ALEJANDRO CERQUEIRA | A CORUÑA
Veinticuatro horas dan para mucho. Para sonreír o para llorar. Para seguir luchando o para rendirse. Para estar un pasito más lejos o para volver al punto de partida. Para los miembros de Narcóticos Anónimos (NA) 24 horas lo son todo. Es el principio, el camino y la meta. En Galicia, los afectados por la adicción tienen un punto en común para reunir la fuerza suficiente que les permita permanecer otro día limpios y seguir sumando pasos en el camino de la recuperación.
NA nace a partir de Alcohólicos Anónimos. En España la primera experiencia surge en Barcelona hace más de 20 años. En Galicia existe un único grupo, localizado en Vigo, llamado Buena Voluntad. Las reuniones se realizan varias veces por semana en una oficina alquilada con las aportaciones de los propios miembros.
Las reuniones son totalmente libres. Las puertas están siempre abiertas para todo aquel que desee cambiar. "No importa el tipo de droga consumida ni la cantidad. Tampoco la raza, edad, sexo de la persona o situación social" explica Javier (nombre ficticio), uno de los artífices del grupo de Vigo.
El anonimato es esencial para afrontar el proceso de recuperación. Como cuenta Javier en el transcurso de una de las reuniones "no somos narcóticos secretos, somos narcóticos anónimos". Esta sentencia encierra detrás un principio que se puede considerar básico para el enfermo. "Mediante el anonimato el adicto puede asistir a los encuentros sin miedo a repercusiones legales o sociales. De esta manera también se garantiza un ambiente de igualdad".
Para poder ponerse en la piel de un adicto es importante entender que "la adicción es una enfermedad para toda la vida, a la que de momento no se le conoce cura", describe Javier. Esta idea se refleja en los testimonios de todos aquellos que acuden a las reuniones. Clara (nombre ficticio) atestigua esto: "Hasta que no te das cuenta de que eres un enfermo no sabes qué te está pasando".
Quizás por esto, porque es un camino al que no se le conoce final, la base de NA es "sólo por hoy". La premisa general es que "si estás un día sin consumir, puedes estar otro y así sucesivamente", comenta un miembro de Narcóticos Anónimos.

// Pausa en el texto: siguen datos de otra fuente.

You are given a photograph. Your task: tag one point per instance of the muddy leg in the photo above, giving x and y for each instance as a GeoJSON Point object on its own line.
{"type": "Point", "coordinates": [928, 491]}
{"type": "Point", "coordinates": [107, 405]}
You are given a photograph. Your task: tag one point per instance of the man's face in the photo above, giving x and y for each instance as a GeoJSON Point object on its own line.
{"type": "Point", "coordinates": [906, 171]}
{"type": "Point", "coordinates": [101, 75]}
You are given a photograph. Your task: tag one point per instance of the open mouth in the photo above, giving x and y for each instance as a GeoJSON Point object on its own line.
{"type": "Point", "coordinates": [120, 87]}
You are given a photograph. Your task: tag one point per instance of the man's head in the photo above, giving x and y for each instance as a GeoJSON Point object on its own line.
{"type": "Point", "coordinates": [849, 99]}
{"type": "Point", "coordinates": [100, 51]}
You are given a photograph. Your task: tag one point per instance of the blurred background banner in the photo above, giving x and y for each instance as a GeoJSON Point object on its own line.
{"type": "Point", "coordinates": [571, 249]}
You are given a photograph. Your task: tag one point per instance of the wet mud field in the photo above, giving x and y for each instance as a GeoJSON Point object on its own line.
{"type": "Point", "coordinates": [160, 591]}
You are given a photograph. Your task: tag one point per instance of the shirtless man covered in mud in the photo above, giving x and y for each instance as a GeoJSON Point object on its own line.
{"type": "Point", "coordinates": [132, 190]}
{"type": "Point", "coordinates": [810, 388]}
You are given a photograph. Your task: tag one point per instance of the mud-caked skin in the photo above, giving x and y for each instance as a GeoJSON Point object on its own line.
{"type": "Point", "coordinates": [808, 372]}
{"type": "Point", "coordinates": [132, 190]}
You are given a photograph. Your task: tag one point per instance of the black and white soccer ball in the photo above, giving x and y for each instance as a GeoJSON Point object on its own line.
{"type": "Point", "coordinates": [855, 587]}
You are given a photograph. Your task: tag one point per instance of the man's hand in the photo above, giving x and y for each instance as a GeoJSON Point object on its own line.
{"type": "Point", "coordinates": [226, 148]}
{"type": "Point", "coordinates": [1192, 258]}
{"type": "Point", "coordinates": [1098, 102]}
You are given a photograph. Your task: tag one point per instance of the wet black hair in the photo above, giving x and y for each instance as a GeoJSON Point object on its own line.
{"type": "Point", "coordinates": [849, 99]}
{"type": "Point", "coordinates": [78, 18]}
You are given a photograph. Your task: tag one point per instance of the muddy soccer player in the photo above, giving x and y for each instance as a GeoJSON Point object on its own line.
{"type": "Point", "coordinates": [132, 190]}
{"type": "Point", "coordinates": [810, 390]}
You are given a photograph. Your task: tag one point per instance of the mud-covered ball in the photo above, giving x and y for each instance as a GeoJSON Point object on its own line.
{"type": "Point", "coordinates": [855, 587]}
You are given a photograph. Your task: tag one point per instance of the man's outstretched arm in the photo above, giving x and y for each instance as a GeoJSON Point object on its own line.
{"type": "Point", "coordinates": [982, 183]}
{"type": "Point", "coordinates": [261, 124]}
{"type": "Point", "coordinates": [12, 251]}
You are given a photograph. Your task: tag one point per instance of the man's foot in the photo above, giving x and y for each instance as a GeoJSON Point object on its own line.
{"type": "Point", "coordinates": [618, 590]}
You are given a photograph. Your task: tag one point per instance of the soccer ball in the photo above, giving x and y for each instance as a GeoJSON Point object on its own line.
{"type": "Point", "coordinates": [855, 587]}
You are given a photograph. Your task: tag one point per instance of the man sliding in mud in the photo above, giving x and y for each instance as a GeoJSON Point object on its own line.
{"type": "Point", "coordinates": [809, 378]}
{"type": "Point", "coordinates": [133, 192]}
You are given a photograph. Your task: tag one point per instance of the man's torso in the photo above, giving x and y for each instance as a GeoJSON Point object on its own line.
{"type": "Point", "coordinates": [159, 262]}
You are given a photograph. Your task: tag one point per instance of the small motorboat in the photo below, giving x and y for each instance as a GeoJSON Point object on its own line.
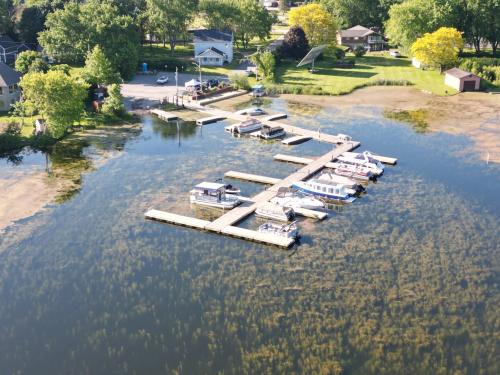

El núcleo del programa se conoce como "Los doce pasos". Son una serie de pautas que se pueden seguir en "el proceso de recuperación. La meta es la rehabilitación en la sociedad, pero este método no es algo que deba cumplirse en un periodo de tiempo determinado o que todos lo lleven a cabo de la misma manera". Admitir la impotencia ante la adicción o hacer inventario de las personas heridas son sólo algunas de estas premisas.
El efecto espejo actúa como catalizador en el proceso de recuperación. A lo largo de sus testimonios, todos los presentes en una reunión dejan claro que ver lo que los compañeros han conseguido les da fuerza. "Cuando llegas a tu primera reunión, te encuentras con gente que entiende por lo que pasas y saber que ellos se mantienen limpios, te ayuda a creer que tú también puedes", explica otro miembro de NA que al igual que sus compañeros prefiere omitir su nombre real.
No existen estudios empíricos sobre la validez terapéutica de este método más allá de los sondeos estadísticos realizados por la propia organización. Pero si en algo coinciden la mayoría de miembros de Narcóticos Anónimos, es que gracias al grupo consiguen afrontar "el milagro de seguir limpios un día más".